Control structures are necessary in business to ensure that procedures are followed and goals achieved. An individual control structure reflects policies and procedures for the specific organization and takes into account such factors as the financial health of the business, compliance with external regulations and company communication. Five basic control structures help organizations identify strengths as well as pinpoint areas for improvement.


The most important control structure in any business is the overall environment. In the internal control environment, decisions reflect the priorities that business owners and senior management give to each function within the company. Controls in a highly regulated industry will be tighter than in an industry that has minimal government intervention. Whether highly formal or relaxed, the environment of a business must be well planned and communicated within the company. Large companies make environmental decisions in multiple areas, such as legal, human resources and financial departments.


An important control structure is a periodic audit. Whether performed by a department within the organization or contracted to an outside vendor, audits ensure that employees are following company policies and that procedures are appropriately set in place and understood. Some business owners hire outside audit assistance to get an objective assessment of the company.


Each business must impart information to employees.Therefore, communication is a crucial element of control structure in any organization.
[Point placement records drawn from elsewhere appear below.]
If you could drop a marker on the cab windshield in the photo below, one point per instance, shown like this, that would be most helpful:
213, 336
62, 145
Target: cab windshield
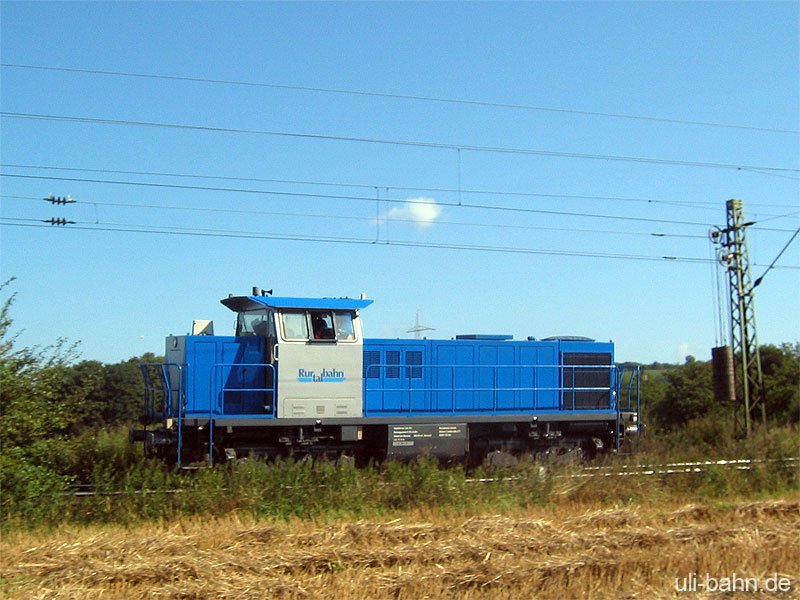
318, 325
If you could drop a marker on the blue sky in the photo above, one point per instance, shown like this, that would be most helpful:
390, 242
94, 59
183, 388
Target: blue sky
561, 228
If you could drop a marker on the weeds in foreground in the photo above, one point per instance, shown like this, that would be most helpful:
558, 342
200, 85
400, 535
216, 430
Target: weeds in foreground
128, 489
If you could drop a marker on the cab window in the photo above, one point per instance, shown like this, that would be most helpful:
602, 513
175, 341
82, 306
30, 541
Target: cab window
322, 325
255, 322
344, 325
318, 325
295, 325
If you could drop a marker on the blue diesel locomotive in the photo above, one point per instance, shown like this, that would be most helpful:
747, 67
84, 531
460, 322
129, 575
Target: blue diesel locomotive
298, 378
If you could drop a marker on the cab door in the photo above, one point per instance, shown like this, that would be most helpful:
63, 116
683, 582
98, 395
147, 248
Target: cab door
319, 372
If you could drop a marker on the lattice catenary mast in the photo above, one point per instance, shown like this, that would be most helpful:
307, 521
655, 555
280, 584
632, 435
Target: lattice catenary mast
748, 378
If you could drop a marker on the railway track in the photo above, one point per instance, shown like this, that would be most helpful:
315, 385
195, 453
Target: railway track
588, 471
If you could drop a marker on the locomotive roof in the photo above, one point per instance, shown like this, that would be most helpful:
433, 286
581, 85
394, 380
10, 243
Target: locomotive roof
242, 303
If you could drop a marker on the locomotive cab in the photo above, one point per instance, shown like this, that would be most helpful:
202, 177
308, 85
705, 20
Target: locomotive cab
315, 347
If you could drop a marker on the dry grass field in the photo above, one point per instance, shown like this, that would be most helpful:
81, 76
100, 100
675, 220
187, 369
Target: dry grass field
566, 551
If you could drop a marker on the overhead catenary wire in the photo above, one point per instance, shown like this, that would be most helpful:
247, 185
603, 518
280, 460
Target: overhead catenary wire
134, 228
372, 186
377, 219
399, 96
463, 205
158, 230
396, 142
Training classes and/or employee handbooks are effective ways to communicate control structure. A business must decide, based on regulations and the wishes of senior management, whether training will be formal or informal. For smaller companies, however, training classes might not be feasible or necessary.
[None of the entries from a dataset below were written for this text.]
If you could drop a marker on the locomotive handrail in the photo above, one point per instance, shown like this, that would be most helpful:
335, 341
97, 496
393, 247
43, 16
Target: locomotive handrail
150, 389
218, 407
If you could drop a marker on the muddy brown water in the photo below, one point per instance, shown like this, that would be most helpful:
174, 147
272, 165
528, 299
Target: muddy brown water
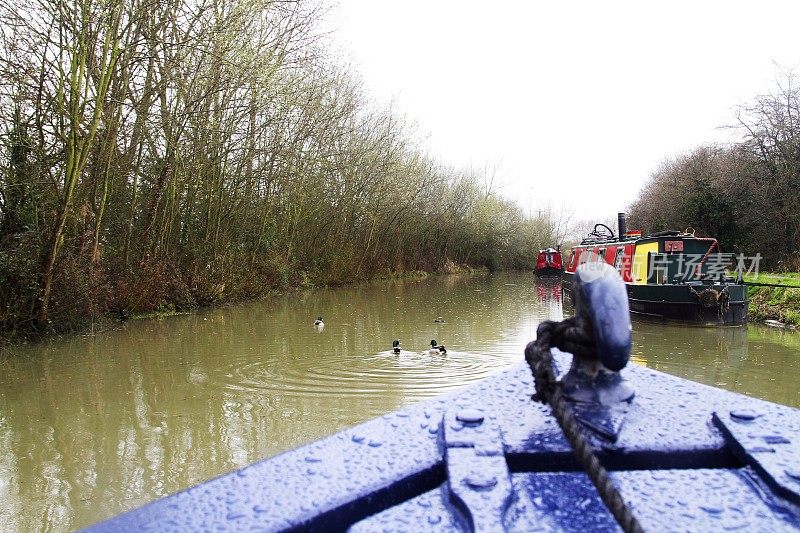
91, 426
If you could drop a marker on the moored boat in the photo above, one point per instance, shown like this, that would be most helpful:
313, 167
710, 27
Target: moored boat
549, 263
669, 275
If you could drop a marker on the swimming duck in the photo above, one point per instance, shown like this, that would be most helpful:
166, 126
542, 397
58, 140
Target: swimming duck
437, 348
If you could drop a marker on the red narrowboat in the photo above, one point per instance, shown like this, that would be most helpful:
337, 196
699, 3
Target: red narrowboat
549, 263
669, 275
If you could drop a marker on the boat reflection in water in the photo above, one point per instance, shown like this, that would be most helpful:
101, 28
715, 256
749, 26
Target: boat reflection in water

Risk assessment is an essential control structure. Legal and financial risks to a company can be catastrophic. A business needs to determine potential situations in these areas and what actions will be taken if a case develops. Risk assessment includes a periodic audit of bookkeeping as well as compliance with all legal matters and industry regulations.

Control activities

Control activities ensure the policies and procedures that might impact financial and legal risks are understood and followed. These activities are mandated by senior management to guarantee that each facet of the organization is legally and financially protected and adheres to standards and regulations. Examples of control activities include yearly budgets from all departments or a legal checkpoint for client correspondence. Control activities will vary in scope and priority depending on the individual organization and the industry in which it participates.